Department of Old Age Psychiatry, Division of Psychiatry, University College London, London, United Kingdom.
PLoS One. 2019 Feb 26;14(2):e0211953. doi: 10.1371/journal.pone.0211953. eCollection 2019.
People with dementia living in care homes often experience clinically significant agitation; however, little is known about its economic impact.
To calculate the cost of agitation in people with dementia living in care homes.
We used the baseline data from 1,424 residents with dementia living in care homes (part of Managing Agitation and Raising QUality of lifE in dementia (MARQUE) study) that had Cohen-Mansfield Agitation Inventory (CMAI) scores recorded.

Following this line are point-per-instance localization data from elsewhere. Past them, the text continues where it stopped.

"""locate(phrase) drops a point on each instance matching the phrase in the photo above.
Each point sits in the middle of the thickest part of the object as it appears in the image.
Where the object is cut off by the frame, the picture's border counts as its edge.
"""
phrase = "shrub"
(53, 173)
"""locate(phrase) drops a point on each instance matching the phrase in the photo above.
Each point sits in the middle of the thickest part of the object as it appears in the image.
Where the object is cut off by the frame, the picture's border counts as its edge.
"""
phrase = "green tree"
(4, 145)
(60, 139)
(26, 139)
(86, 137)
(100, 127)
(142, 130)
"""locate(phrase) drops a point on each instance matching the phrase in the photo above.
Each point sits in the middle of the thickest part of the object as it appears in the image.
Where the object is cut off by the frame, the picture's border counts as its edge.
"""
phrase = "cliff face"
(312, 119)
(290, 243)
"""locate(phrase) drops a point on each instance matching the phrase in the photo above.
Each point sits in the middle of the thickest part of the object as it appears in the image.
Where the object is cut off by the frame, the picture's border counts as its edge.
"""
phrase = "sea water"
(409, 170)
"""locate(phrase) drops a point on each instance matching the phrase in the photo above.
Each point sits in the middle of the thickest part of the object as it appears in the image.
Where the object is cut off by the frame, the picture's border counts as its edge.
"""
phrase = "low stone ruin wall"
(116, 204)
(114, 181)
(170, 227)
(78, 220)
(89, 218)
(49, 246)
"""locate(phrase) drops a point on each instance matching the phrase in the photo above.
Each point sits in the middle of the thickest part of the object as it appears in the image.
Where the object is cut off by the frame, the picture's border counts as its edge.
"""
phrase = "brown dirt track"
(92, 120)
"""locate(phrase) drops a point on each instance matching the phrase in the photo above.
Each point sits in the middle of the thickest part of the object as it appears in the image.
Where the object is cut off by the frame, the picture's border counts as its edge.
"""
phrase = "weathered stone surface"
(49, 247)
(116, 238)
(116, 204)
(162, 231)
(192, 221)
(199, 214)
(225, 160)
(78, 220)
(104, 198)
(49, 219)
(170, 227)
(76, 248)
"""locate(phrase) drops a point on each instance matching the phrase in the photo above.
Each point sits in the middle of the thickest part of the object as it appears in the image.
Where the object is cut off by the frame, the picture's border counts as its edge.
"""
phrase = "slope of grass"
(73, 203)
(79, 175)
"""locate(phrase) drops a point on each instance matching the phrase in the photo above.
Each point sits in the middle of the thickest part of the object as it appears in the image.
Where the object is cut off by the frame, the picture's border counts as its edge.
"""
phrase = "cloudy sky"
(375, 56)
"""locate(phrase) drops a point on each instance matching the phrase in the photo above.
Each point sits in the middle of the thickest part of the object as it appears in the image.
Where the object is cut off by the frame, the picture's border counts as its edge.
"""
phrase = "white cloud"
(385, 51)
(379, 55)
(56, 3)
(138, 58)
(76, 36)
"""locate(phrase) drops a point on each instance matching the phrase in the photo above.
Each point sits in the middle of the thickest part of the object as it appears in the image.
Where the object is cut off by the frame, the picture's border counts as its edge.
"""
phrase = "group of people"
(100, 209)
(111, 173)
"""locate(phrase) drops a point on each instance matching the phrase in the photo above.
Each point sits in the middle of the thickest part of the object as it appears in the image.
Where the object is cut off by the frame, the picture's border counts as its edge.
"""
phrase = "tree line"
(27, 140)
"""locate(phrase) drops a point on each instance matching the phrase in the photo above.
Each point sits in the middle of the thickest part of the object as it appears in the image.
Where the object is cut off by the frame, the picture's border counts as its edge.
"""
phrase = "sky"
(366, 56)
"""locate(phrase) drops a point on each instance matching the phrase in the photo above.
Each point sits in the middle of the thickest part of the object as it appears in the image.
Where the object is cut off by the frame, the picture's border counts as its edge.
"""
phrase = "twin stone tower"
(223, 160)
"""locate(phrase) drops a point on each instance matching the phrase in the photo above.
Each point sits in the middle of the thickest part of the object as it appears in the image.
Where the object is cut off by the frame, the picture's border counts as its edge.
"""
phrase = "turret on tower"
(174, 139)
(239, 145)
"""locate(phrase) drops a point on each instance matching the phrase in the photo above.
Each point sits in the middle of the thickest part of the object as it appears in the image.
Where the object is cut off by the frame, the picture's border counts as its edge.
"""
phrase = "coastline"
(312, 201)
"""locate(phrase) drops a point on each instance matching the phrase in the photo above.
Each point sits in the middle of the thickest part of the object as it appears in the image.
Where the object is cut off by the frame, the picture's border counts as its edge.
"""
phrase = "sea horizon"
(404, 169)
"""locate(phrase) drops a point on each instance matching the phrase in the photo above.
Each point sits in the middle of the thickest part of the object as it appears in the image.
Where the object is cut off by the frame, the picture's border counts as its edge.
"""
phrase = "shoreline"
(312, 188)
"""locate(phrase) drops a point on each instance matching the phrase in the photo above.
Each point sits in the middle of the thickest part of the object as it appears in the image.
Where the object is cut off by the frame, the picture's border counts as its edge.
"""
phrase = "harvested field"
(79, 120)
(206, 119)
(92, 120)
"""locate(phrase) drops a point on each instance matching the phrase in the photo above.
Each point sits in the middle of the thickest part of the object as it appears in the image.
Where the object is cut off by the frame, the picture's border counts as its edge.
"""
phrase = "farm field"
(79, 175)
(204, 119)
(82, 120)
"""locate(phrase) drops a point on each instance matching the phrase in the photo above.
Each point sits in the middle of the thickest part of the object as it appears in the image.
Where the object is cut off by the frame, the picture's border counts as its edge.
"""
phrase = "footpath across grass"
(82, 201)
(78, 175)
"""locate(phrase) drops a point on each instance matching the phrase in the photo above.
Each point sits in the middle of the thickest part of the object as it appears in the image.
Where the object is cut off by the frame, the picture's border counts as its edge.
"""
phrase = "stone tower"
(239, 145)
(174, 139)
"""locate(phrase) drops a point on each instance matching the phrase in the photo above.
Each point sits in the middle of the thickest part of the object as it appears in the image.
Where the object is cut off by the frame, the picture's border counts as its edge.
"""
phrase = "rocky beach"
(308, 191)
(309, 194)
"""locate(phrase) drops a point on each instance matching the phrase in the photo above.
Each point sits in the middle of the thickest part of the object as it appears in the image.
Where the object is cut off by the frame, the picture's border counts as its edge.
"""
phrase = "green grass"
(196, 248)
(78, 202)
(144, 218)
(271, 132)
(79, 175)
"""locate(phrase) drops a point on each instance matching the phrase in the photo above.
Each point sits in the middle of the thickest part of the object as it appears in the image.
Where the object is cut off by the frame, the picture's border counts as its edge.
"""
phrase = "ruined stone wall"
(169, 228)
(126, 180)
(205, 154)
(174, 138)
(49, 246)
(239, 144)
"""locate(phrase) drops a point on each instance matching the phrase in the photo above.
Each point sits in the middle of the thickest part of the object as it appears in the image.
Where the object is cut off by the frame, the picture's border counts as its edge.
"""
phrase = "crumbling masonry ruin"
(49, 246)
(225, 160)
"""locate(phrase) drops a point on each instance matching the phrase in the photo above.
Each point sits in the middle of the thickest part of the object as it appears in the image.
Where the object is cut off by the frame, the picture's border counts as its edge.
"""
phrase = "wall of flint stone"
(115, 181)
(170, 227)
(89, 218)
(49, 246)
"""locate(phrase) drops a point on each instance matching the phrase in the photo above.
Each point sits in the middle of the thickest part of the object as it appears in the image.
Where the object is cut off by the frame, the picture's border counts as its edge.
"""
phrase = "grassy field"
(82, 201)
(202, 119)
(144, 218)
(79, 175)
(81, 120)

We investigated the relationship between residents' health and social care costs and severity of agitation based on the CMAI total score. In addition, we assessed resource utilisation and compared costs of residents with and without clinically significant symptoms of agitation using the CMAI over and above the cost of the care home.

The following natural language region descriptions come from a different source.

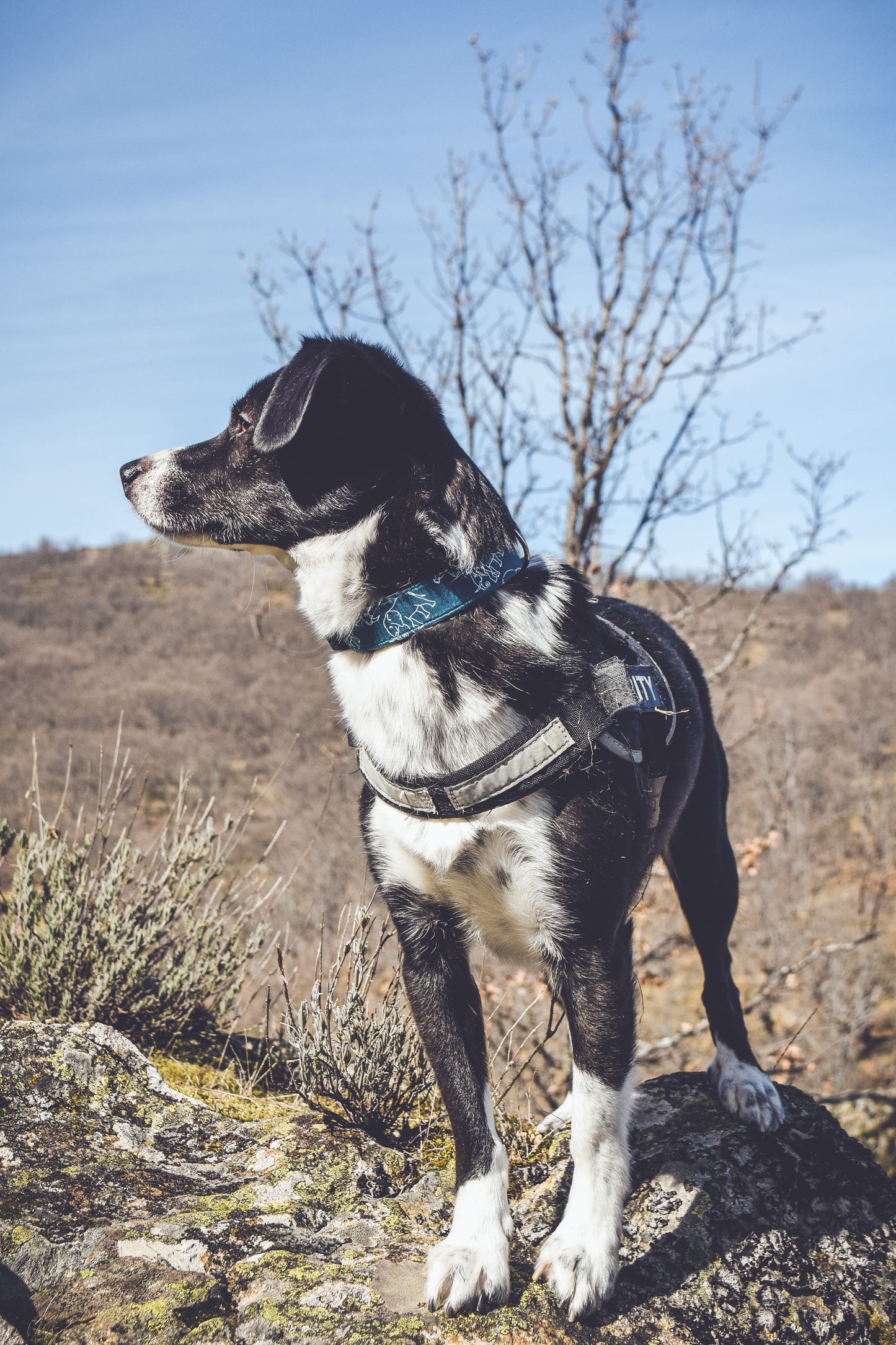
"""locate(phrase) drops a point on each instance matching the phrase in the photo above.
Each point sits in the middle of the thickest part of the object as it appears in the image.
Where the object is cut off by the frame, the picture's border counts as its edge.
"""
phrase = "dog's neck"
(392, 699)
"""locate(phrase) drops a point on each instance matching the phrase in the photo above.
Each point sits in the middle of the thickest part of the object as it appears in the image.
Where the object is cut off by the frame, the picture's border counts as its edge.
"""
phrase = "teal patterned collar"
(397, 618)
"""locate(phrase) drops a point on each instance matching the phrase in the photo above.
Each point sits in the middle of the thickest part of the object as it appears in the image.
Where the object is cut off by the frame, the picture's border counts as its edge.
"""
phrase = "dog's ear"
(334, 388)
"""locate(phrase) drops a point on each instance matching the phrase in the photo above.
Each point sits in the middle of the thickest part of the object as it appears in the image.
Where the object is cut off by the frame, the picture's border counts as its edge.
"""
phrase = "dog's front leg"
(580, 1259)
(470, 1269)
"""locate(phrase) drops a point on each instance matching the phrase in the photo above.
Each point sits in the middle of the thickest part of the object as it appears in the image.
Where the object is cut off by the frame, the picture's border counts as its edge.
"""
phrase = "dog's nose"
(131, 471)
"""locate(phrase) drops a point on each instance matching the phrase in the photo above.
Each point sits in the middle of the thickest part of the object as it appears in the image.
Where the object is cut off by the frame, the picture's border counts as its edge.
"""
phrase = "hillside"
(216, 674)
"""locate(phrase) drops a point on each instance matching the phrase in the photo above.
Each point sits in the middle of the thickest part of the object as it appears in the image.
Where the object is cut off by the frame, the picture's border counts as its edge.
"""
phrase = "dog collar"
(399, 616)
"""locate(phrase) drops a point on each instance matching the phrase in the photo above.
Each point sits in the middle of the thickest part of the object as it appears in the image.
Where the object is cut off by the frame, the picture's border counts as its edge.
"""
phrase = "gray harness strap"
(537, 755)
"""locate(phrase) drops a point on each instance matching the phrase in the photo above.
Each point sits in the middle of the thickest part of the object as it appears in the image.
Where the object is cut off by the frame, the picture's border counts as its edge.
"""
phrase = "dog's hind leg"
(703, 866)
(471, 1267)
(580, 1259)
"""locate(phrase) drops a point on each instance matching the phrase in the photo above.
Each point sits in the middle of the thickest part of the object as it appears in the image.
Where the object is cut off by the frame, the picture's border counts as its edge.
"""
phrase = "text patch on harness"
(645, 688)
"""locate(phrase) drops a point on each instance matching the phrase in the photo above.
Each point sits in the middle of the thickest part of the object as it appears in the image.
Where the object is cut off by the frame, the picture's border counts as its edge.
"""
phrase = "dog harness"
(629, 709)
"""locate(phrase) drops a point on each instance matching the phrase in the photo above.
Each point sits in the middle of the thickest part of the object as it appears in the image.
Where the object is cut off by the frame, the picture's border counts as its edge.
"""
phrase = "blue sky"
(146, 146)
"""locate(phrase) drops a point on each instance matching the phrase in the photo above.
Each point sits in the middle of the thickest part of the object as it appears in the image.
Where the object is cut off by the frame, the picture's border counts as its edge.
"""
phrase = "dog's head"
(310, 450)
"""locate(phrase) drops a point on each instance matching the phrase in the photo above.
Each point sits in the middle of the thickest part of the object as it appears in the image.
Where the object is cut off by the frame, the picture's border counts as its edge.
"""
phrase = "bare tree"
(582, 354)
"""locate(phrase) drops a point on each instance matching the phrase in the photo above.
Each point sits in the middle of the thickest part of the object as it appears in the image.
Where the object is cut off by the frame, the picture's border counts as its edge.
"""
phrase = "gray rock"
(130, 1214)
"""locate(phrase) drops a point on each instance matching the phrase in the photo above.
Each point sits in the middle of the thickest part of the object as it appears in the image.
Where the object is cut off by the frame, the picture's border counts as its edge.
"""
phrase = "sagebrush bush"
(155, 943)
(358, 1057)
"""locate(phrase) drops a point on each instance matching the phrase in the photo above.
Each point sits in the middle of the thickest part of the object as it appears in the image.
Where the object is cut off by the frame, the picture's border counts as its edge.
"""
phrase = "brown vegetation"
(215, 673)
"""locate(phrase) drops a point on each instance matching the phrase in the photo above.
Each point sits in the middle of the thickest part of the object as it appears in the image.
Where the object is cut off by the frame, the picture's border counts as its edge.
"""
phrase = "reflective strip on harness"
(533, 757)
(528, 761)
(414, 801)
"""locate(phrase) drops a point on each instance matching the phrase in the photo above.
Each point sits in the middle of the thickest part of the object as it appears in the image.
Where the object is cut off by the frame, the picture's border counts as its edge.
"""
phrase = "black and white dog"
(341, 466)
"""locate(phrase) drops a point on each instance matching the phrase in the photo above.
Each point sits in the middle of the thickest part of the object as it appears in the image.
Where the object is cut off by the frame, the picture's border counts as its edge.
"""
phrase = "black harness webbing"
(554, 745)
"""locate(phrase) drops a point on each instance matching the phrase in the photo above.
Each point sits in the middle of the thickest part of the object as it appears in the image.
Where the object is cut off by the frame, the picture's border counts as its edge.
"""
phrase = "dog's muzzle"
(131, 471)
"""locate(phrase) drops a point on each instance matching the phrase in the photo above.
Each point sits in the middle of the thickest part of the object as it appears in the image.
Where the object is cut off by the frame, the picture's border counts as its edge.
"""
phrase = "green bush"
(155, 943)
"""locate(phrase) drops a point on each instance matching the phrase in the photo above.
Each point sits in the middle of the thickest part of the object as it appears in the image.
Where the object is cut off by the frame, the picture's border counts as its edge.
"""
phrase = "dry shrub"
(155, 943)
(358, 1057)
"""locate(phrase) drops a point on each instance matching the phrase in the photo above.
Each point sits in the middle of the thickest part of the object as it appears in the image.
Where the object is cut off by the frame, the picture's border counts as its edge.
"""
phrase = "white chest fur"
(494, 871)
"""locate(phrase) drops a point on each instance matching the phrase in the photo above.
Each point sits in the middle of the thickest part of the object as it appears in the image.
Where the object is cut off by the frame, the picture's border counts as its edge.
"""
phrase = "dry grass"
(221, 677)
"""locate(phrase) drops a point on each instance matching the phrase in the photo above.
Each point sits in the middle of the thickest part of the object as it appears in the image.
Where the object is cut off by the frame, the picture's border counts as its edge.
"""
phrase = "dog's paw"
(579, 1267)
(746, 1091)
(466, 1276)
(556, 1121)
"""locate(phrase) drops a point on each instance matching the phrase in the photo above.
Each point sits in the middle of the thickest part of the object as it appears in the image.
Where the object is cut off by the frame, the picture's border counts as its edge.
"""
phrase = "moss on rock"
(138, 1214)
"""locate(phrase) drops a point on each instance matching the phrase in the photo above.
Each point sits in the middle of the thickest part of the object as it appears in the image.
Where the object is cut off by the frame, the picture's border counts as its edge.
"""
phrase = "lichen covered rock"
(132, 1214)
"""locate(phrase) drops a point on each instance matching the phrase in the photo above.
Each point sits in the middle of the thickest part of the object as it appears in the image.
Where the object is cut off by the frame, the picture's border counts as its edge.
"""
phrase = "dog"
(341, 466)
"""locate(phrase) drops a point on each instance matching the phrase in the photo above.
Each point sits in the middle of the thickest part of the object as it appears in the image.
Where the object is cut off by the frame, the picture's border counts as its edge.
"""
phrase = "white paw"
(580, 1267)
(469, 1276)
(557, 1119)
(746, 1091)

Agitation defined by the CMAI was a significant predictor of costs. On average, a one-point increase in the CMAI will lead to a 0.5 percentage points (cost ratio 1.005, 95%CI 1.001 to 1.010) increase in the annual costs. The excess annual cost associated with agitation per resident with dementia was £1,125.35. This suggests that, on average, agitation accounts for 44% of the annual health and social care costs of dementia in people living in care homes.
Agitation in people with dementia living in care homes contributes significantly to the overall costs increasing as the level of agitation increases. Residents with the highest level of agitation cost nearly twice as much as those with the lowest levels of agitation, suggesting that effective strategies to reduce agitation are likely to be cost-effective in this setting.
居住在养老院的痴呆症患者常经历具有临床意义的激越;然而,其经济影响知之甚少。
计算居住在养老院的痴呆症患者激越的成本。
我们使用了 1424 名居住在养老院的痴呆症患者(管理激越和提高痴呆症生活质量(MARQUE)研究的一部分)的基线数据,这些患者的 Cohen-Mansfield 激越量表(CMAI)评分已记录。我们根据 CMAI 总分研究了居民的健康和社会保健成本与激越严重程度之间的关系。此外,我们评估了资源利用情况,并使用 CMAI 评估了有和无临床显著激越症状的居民的成本,超过了养老院的费用。
CMAI 定义的激越是成本的一个显著预测因子。平均而言,CMAI 增加一个点将导致年度成本增加 0.5 个百分点(成本比 1.005,95%CI 1.001 至 1.010)。每位痴呆症患者因激越导致的年额外成本为 1125.35 英镑。这表明,平均而言,激越占养老院居住的痴呆症患者年度健康和社会保健成本的 44%。
居住在养老院的痴呆症患者的激越与总体成本增加密切相关,随着激越程度的增加而增加。激越程度最高的居民的成本几乎是激越程度最低的居民的两倍,这表明在这种情况下,减少激越的有效策略可能具有成本效益。